Any system where the client or site contact tells us that disruption could cause an immediate safety impact is off limits. This is often something we want to dig deeper into. Why is that specific system so sensitive, and can an attacker trigger the same failure? 

If it needs testing, we find another way, whether that is a maintenance window, a test environment, or bench testing in the lab. 

Process knowledge matters 

None of this works in isolation. We work closely with the client’s site staff throughout every engagement. They know what happens if a device restarts. They know which systems have fallen over in the past. They know which network link is carrying critical telemetry. 

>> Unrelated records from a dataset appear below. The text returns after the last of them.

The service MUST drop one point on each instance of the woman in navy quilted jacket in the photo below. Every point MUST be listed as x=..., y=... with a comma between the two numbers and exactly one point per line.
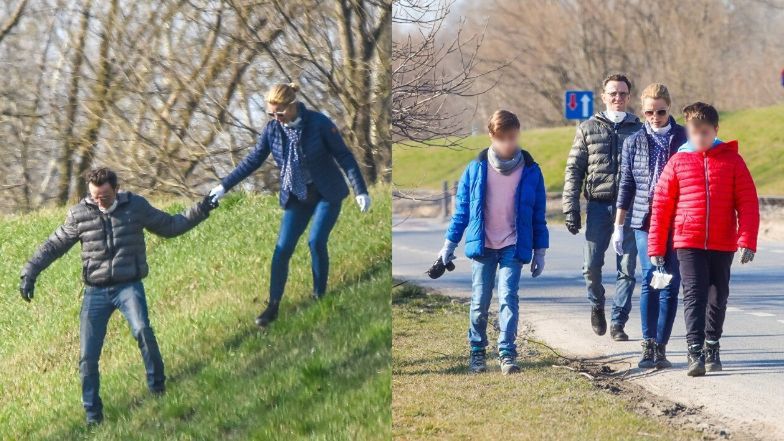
x=310, y=153
x=500, y=206
x=644, y=155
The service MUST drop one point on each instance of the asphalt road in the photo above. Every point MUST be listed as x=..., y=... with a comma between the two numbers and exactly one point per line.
x=748, y=394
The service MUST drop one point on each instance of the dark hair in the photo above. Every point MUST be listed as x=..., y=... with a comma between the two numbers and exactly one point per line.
x=701, y=112
x=100, y=176
x=617, y=77
x=501, y=121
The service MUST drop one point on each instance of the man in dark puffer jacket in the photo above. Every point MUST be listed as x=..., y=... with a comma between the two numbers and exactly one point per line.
x=594, y=161
x=110, y=225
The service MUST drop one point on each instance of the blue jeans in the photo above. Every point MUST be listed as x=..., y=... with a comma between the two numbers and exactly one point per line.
x=98, y=305
x=296, y=217
x=657, y=306
x=600, y=218
x=483, y=278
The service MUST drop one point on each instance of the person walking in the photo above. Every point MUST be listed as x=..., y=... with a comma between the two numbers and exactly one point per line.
x=307, y=147
x=593, y=166
x=644, y=155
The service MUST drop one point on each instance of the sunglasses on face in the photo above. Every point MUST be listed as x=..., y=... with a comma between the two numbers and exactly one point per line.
x=660, y=112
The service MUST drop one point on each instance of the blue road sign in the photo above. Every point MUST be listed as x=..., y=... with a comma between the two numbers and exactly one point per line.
x=578, y=104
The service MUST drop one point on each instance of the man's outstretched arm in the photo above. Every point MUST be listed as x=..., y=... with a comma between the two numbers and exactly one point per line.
x=58, y=243
x=167, y=225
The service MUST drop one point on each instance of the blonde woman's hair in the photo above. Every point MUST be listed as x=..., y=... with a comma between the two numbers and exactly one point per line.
x=283, y=93
x=656, y=91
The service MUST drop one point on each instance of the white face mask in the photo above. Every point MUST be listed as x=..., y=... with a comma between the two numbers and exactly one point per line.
x=615, y=115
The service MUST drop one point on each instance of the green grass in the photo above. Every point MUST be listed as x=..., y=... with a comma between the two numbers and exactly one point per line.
x=760, y=133
x=435, y=397
x=322, y=371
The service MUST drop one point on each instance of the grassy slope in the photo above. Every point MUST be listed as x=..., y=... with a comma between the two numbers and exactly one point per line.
x=760, y=133
x=435, y=397
x=320, y=372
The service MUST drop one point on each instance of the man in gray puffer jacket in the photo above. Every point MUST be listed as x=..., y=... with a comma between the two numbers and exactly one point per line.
x=593, y=167
x=110, y=225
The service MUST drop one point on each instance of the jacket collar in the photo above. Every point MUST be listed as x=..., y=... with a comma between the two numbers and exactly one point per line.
x=122, y=198
x=527, y=158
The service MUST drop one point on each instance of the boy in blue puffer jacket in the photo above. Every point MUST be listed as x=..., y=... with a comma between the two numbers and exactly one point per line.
x=500, y=204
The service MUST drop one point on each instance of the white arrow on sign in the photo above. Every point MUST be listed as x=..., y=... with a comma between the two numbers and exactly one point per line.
x=585, y=100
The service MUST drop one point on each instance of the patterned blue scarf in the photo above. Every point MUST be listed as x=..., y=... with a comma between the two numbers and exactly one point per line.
x=293, y=176
x=659, y=154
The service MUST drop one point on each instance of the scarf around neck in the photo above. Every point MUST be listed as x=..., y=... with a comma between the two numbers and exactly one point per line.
x=504, y=166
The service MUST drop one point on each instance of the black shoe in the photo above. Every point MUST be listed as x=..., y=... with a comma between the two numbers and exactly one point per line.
x=598, y=321
x=269, y=315
x=646, y=360
x=712, y=360
x=93, y=422
x=660, y=357
x=617, y=334
x=696, y=361
x=478, y=361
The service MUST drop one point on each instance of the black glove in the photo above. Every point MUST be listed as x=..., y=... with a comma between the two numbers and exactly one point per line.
x=573, y=222
x=208, y=204
x=27, y=287
x=438, y=268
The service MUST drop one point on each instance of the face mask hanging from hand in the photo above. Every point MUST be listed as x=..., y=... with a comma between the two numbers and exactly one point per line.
x=661, y=279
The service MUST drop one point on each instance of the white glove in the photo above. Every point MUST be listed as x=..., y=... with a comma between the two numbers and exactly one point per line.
x=617, y=240
x=537, y=263
x=363, y=201
x=447, y=253
x=746, y=255
x=217, y=193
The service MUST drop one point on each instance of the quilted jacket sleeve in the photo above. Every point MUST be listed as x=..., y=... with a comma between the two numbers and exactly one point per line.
x=747, y=206
x=576, y=167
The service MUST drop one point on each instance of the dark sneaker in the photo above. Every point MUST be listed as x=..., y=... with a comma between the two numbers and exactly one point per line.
x=617, y=334
x=508, y=364
x=598, y=322
x=660, y=357
x=712, y=360
x=696, y=360
x=269, y=315
x=478, y=361
x=646, y=360
x=93, y=422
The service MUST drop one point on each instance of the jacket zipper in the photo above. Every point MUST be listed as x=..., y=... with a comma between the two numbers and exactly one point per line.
x=707, y=198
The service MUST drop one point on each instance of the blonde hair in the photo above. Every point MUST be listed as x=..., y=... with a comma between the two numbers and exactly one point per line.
x=282, y=93
x=656, y=91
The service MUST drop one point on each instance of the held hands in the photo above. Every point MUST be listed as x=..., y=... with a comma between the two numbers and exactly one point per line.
x=617, y=240
x=363, y=201
x=447, y=253
x=573, y=222
x=537, y=263
x=746, y=255
x=27, y=287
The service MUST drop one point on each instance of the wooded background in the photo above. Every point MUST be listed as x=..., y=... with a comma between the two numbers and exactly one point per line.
x=170, y=93
x=456, y=61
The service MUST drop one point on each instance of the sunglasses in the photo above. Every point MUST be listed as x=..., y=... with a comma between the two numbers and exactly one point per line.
x=660, y=112
x=279, y=114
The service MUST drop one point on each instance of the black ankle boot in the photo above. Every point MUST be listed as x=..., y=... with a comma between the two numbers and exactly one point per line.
x=269, y=315
x=712, y=360
x=617, y=334
x=696, y=361
x=646, y=360
x=598, y=322
x=660, y=357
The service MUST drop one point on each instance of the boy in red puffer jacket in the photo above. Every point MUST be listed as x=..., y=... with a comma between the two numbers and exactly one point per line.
x=706, y=199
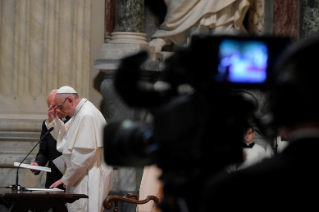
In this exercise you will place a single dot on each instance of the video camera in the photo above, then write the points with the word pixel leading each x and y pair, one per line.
pixel 193 135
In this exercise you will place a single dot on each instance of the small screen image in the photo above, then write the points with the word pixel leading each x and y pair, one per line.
pixel 242 61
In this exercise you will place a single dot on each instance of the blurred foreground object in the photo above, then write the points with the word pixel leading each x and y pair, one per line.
pixel 287 178
pixel 196 132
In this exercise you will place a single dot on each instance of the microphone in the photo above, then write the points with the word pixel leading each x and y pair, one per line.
pixel 17 187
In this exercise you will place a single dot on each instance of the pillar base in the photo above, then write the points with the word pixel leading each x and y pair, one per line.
pixel 128 38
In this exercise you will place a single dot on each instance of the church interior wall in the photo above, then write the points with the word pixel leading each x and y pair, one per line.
pixel 46 44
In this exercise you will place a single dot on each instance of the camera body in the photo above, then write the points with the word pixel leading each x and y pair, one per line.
pixel 193 135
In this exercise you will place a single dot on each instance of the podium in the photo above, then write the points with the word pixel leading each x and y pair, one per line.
pixel 23 201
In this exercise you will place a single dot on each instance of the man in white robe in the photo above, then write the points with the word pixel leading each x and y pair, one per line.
pixel 183 15
pixel 253 153
pixel 81 142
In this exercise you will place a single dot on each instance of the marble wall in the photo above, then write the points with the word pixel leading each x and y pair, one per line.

Before we start testing, we agree no-go devices, no-go networks, and no-go techniques. We agree pre and post checks so we can verify that nothing has changed. We establish communication paths to the control room, the SOC, and anyone else who needs to know what is happening. 

If anything unexpected occurs, anyone can call a stop. The PTP lead consultant, the site contact, the control room. Testing would stop and would not resume until the cause is understood. 

Although we’ve been requested to stop many times, we’ve not yet been the cause of the failure. We’d rather people were over cautious. But remember, the pen tester always gets the blame. 

The real risk is not testing 

The alternative to careful, risk-managed testing is no testing at all. And that is not a safe position. There has to be a balance between the safety of not testing and the risk of not knowing the vulnerabilities in your systems. 

OT networks have security weaknesses. Breakglass access accounts with bad passwords on firewalls. Undocumented remote access gateways. A patch cable that means that the segmentation between IT and OT has been undone. Engineering workstations with direct internet access. These are the kinds of issues we find regularly, and they are the kinds of issues that an attacker would exploit. 

If nobody tests, nobody finds these problems. They sit there until someone with less caution and less understanding of the environment finds them instead. 

For the components where live testing is too risky or they are vital to security, there is another option. We can test it on the bench in a lab. This lets us use the techniques that would be unacceptable on a live system: physical teardown, connecting to internal serial ports, aggressive fuzzing. We can find out exactly how a device works without any risk to the process it would control in the real world. The results from this feed directly back into the implemented system, giving the client evidence of what an attacker could do to their specific hardware without the risk we cause significant disruption. 

We test OT networks because it is the responsible thing to do. We do it safely because we have spent years learning how. The “you can’t test” memes are entertaining, but they should not be the basis for security strategy.